Oh, and appearances will matter again.

“Arrange a little to get it ready for listing… We’ll be back to a place where it matters if your house is in good shape,” said Fratantoni.

For homebuyers, relative to the overwhelming frustrations of the past few years, “it’s going to be a much better experience,” he noted. While it will become increasingly expensive to obtain a mortgage as prices rise, buyers will face less competition for each property. When it comes to deciding to make an offer, Fratantoni said, “they might have two days to think about it instead of hours.”

Ways to protect yourself now

While you can’t control the economic cycle, you can take some steps to mitigate the potentially negative effects of a recession on you.

Secure your emergency cash: For single-income families, California certified financial planner Jimmy Lima of Woodson Wealth Management recommends having 12 months of living expenses available in the event you lose your job.

For dual-income families, he recommends six months, because both workers are unlikely to be laid off.

If you don’t have much now, cut out some of the nonessential expenses and add the money you would have spent on the cat.

If you own your own home, Lima said, consider getting a home equity line of credit before prices go up again, because it can help supplement your emergency reserves as long as you can resist using them for anything else.

Stress test your financial plan: If there is a recession, you may come out of it unscathed. But you can’t assume that in advance. What you can do, Lima said, is see what resources you have to deal with the worst-case scenario, like job loss or illness.

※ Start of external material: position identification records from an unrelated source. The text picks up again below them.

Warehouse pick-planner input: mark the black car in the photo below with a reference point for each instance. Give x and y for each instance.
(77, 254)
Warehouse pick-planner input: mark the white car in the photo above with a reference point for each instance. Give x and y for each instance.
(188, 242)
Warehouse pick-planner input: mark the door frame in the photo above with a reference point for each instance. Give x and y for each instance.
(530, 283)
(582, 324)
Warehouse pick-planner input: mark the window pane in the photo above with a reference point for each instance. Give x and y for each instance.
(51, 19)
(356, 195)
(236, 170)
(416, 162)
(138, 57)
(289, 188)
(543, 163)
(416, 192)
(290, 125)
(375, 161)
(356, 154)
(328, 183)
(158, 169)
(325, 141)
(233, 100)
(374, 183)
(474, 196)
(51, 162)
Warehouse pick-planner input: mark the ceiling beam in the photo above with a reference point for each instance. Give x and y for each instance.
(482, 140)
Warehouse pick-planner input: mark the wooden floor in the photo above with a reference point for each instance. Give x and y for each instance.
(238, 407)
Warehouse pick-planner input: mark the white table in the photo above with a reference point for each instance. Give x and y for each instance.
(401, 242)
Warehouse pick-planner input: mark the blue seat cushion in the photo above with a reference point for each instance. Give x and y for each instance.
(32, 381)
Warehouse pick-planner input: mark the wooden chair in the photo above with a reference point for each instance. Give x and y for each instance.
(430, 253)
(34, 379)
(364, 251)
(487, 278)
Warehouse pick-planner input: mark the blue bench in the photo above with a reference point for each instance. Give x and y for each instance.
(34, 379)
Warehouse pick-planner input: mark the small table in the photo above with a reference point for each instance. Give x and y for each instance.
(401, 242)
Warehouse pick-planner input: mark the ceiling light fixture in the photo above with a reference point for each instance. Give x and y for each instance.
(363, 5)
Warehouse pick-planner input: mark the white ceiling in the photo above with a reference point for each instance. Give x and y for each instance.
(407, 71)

He said, “If you don’t have a job for a year, what would that look like? What are your contingency plans?…Now is the time to think ‘What do I do?'” “

Improve your odds of staying at work: You may not be the highly sought-after cybersecurity professional that every Fortune 500 company wants. But if you make yourself indispensable in your current job—perhaps by taking on additional assignments—you may reduce your chances of being laid off if it comes to that.

Or you might consider a new role that is less likely to lay off workers when the economy contracts. “If your job is in an industry or profession where revenue depends on buyers with the discretion to defer their purchases, start looking for a job immediately for jobs where this is not the case,” he said, Lakshman AshuthanCo-founder of the Economic Cycle Research Institute, who believes there is a real risk that the recession could be longer and deeper than most people expect.

Keep a close eye on cash flow if you own a small business: Ben Johnston, chief operating officer of small business lending firm Kapitus, said small business owners should keep spending as flexible as possible.

The idea is to protect yourself in case the demand drops in the coming months.

“This could mean [negotiating] Payment terms are more flexible with vendors.” Or that could mean avoiding a long-term commitment to new expenses, Johnston said. So instead of buying new equipment or hiring a full-time employee to take advantage of a new business opportunity today, consider renting the equipment or bringing in someone as a contractor.

“If you’re not sure how strong the economy will be in a few months…look at temporary forms of expansion rather than permanent forms,” ​​Johnston said.